Saturday Mailbox


February 03, 2007

Army officer defied both law and orders

Paul Rockwell's column "Truth has consequences for soldier of conscience" (Opinion Commentary, Feb. 1) is misleading. Army 1st Lt. Ehren K. Watada is not facing charges for "telling the truth" or for making "public speeches on presidential decisions" or for exercising any of his other First Amendment rights.

Lieutenant Watada volunteered to become a soldier.

Along with becoming a soldier comes the duty to obey the law; in fact, Lieutenant Watada swore to obey and uphold that law when he received his commission.

Article 88 of the Uniform Code of Military Justice requires that soldiers abstain from using "contemptuous words against the president."

Article 88 is not ordinarily used for private conversations; however, the public platform Lieutenant Watada chose for his comments makes them suitable for punishment.

Moreover, Lieutenant Watada then refused to follow his orders to deploy to Iraq.

Mr. Rockwell believes that Lieutenant Watada "has a right, even a duty, to disobey illegal orders."

However, neither the law's dictate to refrain from using contemptuous language nor the order to deploy is illegal.

This officer knowingly engaged in conduct unbecoming an officer that violates the law. He now faces a court-martial for that conduct.

Is Mr. Rockwell unaware that there are consequences for the choices we make?

Douglas A. Dribben


The writer is a retired U.S. Army officer.

Prosecutors owe police an apology

The Sun's article "Rape charges dropped" (Jan. 27) reported that prosecutors dropped all rape and misconduct charges against Baltimore police Officers Steven Hatley and Brian Shaffer. More important, it revealed for the first time how badly the prosecution, in my view, mishandled the case.

These officers went through hell for the past year waiting for the case to be heard.

At least three times, the prosecution requested a delay. Meanwhile, these two young officers were suspended without pay, hung out to dry and painted by the state's attorney's office as common criminals.

I hope other readers were as shocked as I was to learn that the officers wanted to testify before the grand jury last year, but prosecutors declined.

Guilty people don't volunteer to go before the grand jury.

The officers also waived their right to remain silent and gave statements to sex crimes and internal affairs investigators. But they could not speak out publicly until now because of a gag order imposed by the court.

To me, this case has parallels to the Duke University lacrosse team rape case, in that the prosecution played politics with people's lives, disregarded facts that suggested these officers had committed no crime, and caused perhaps irreparable damage to the reputation of two of Baltimore's finest.

I was impressed with the way the officers and their attorneys handled themselves throughout this ordeal. I hope they can pick up the pieces and put their lives back in order.

This may be wishful thinking on my part, but at a minimum, it seems to me that the state's attorney's office owes these officers a public apology.

That could go a long way toward righting a terrible injustice.

Jim Scott


Hemorrhage a rare dialysis dilemma

On behalf of the Maryland Commission on Kidney Disease, I am responding to The Sun's article "Dialysis deaths prompt warning" (Jan. 25).

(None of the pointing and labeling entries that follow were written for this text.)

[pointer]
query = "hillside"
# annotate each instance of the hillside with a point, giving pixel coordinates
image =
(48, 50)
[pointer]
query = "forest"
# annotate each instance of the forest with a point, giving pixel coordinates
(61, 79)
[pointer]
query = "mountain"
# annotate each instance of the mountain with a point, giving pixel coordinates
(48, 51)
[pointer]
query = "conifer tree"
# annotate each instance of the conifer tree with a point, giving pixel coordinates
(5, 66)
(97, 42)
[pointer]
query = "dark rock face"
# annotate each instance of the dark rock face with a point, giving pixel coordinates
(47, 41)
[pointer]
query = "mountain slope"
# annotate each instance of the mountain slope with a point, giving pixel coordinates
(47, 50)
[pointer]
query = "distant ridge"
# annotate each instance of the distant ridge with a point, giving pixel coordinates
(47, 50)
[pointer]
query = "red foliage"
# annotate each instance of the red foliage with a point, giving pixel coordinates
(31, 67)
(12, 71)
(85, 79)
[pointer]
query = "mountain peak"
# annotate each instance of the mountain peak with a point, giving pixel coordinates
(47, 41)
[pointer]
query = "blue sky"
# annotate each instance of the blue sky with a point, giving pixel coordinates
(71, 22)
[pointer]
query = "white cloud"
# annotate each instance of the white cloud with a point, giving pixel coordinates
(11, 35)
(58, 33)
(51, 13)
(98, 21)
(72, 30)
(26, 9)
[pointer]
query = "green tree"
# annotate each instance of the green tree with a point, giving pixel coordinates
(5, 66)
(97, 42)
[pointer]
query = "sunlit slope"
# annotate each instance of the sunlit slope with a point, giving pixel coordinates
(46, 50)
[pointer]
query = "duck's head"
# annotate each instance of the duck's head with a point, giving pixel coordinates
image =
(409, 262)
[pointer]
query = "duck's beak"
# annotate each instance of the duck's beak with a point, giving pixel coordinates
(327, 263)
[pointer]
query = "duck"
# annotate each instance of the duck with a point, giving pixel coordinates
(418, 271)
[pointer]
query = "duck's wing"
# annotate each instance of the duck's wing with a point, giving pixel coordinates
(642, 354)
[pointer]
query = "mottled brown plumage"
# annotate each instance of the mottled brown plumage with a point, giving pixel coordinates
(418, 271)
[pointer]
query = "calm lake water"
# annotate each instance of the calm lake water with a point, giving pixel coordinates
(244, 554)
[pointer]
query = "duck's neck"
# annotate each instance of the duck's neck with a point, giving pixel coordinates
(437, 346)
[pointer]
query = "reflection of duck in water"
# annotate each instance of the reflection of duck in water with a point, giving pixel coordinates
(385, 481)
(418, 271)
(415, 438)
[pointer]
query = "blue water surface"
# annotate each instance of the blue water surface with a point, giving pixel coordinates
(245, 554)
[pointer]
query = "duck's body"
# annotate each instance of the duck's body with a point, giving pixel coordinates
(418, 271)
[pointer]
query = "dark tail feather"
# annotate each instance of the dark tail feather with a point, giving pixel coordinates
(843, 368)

Incorrect information was used in describing the public health alert concerning deaths caused by vascular access hemorrhage in dialysis patients over a six-year period.

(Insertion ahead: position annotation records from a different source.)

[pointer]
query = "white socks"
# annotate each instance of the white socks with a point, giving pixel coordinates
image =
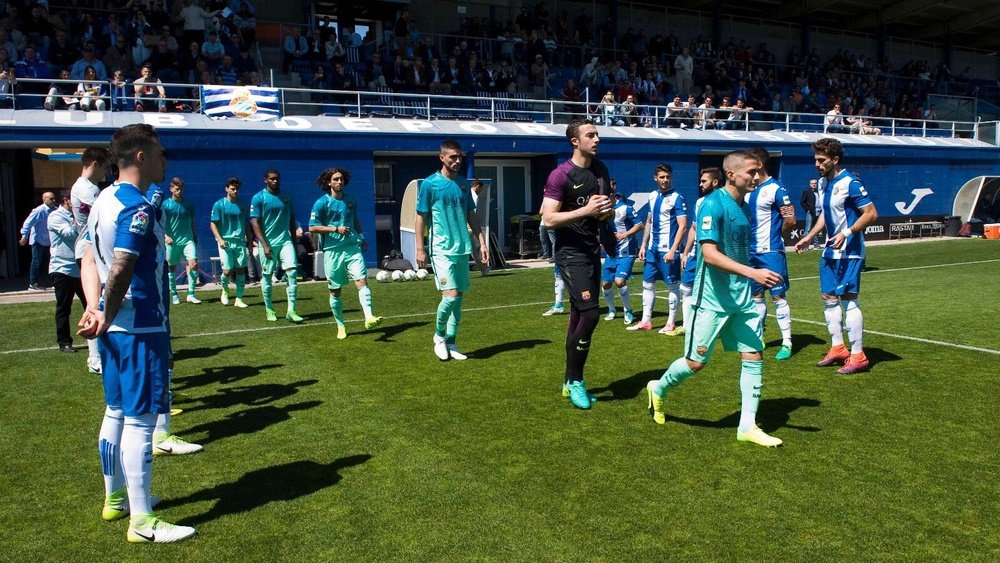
(855, 325)
(137, 460)
(648, 298)
(109, 448)
(784, 314)
(834, 321)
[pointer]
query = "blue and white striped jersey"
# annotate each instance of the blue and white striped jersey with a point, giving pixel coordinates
(842, 200)
(123, 220)
(624, 220)
(765, 205)
(664, 209)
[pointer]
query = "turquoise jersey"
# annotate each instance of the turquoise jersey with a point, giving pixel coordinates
(230, 219)
(178, 220)
(329, 211)
(275, 215)
(724, 222)
(448, 203)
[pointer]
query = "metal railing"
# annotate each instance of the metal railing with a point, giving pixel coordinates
(503, 107)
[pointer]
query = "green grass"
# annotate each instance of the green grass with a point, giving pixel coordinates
(372, 449)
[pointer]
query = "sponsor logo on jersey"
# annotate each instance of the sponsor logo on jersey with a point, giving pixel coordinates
(140, 222)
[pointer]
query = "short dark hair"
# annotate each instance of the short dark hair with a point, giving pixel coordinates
(323, 180)
(95, 154)
(450, 145)
(573, 129)
(761, 154)
(131, 139)
(832, 148)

There are approximately 7,500 dialysis patients in Maryland. The rare complication described in the article affects about four patients annually, or about 0.05 percent per year.

The Maryland Kidney Commission has been on record since October 2006 as recommending education for dialysis patients and the development of lifesaving measures to prevent deaths from vascular access site hemorrhage.

More research is required to identify and prevent the underlying causes of this potentially fatal complication.

Dr. Roland C. Einhorn


The writer is the chairman of the Maryland Commission on Kidney Disease.

Still far from equity for public officials

Karen Hosler's Editorial Notebook "Where the girls aren't" (Jan. 20) hits the nail on the head as to the primary reason that the United States and the state of Maryland do not have gender equity among elected officials.

As she explains, representatives in parliamentary systems - unlike our elected officials - do not have to mount expensive, time-intensive campaigns for office.

European countries with greater gender equity in political office also have high-quality child care programs and other policies that assist families with children, allowing women the time and energy to participate more fully in the work force and in politics.